From the kitchen, the sink turned on. Aster kept his eyes on the printed letters, until he felt the release of weight from the bed. But his mate only got as far as the door.
"Do you think the selection process made a mistake, putting us together?"
Aster raised his eyebrows. Cassia had her back to him, facing the door. She sounded like she was afraid to say it.
"The selection process has almost no chance of making a mistake," he said, but it was an empty, robotic statement.
The truth was, he didn't know Cassia very well. They'd met a few times, had the traditional pre-bonding sex. Then all the training for this mission started, three months of grueling physical training, cramming in a lot of data, and being constantly monitored.

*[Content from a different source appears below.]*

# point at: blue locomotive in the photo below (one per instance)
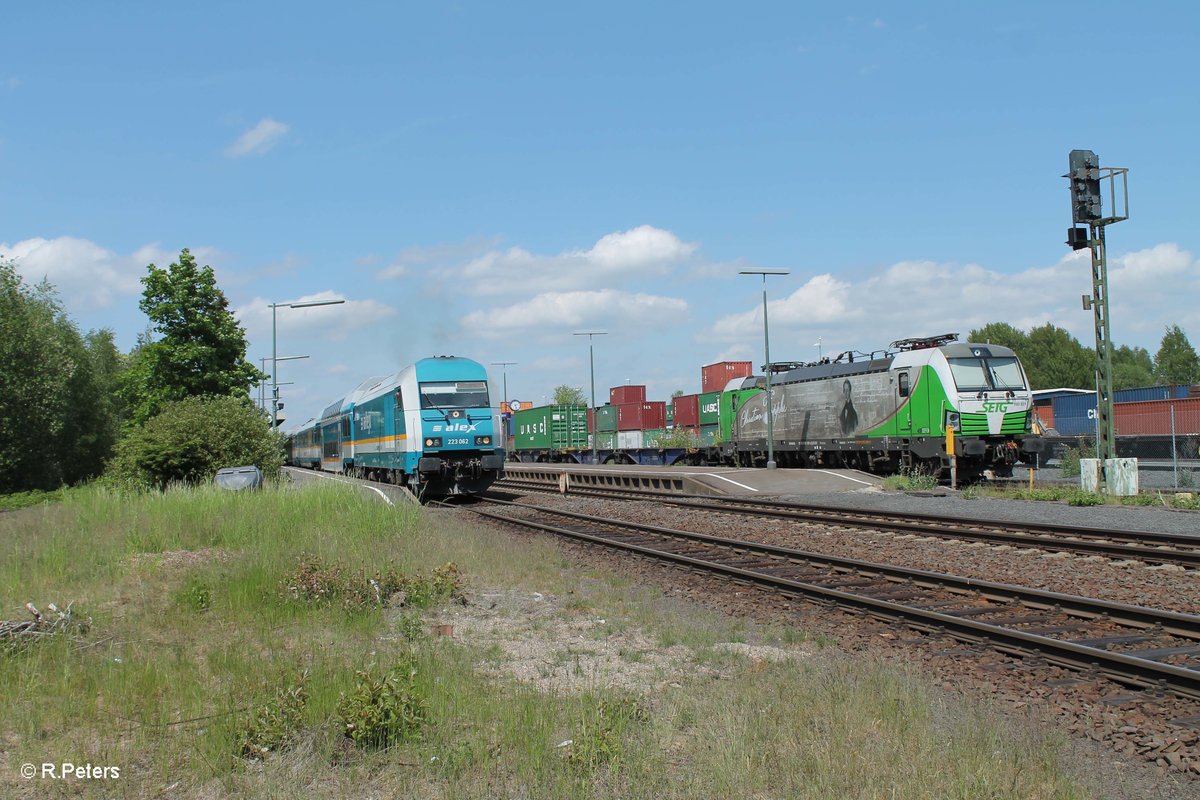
(427, 427)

They'd had a short week together, at the beginning. It was what filled much of Aster's organic memories. When he thought back to that time, he never pulled out stored memories, because those were too linear, too devoid of smell and touch, devoid of the feel of her in his arms. In that week he'd learnt everything about her. Her passion for teaching her history, her confidence and the way she got shy when he kissed her. Her soft skin, her silky white hair.
It wasn't enough. A week wasn't enough.
"I really must finish this paper," he said. Cassia shrugged, pulling open the door.
A sudden shiver overtook him when she left. It was like he was being seized violently. It was then that his right arm fell slack against his outstretched leg. He tried to make a fist. When he couldn't, he found himself forming her name, but he swallowed it.
His heart began pulsing quickly in his chest.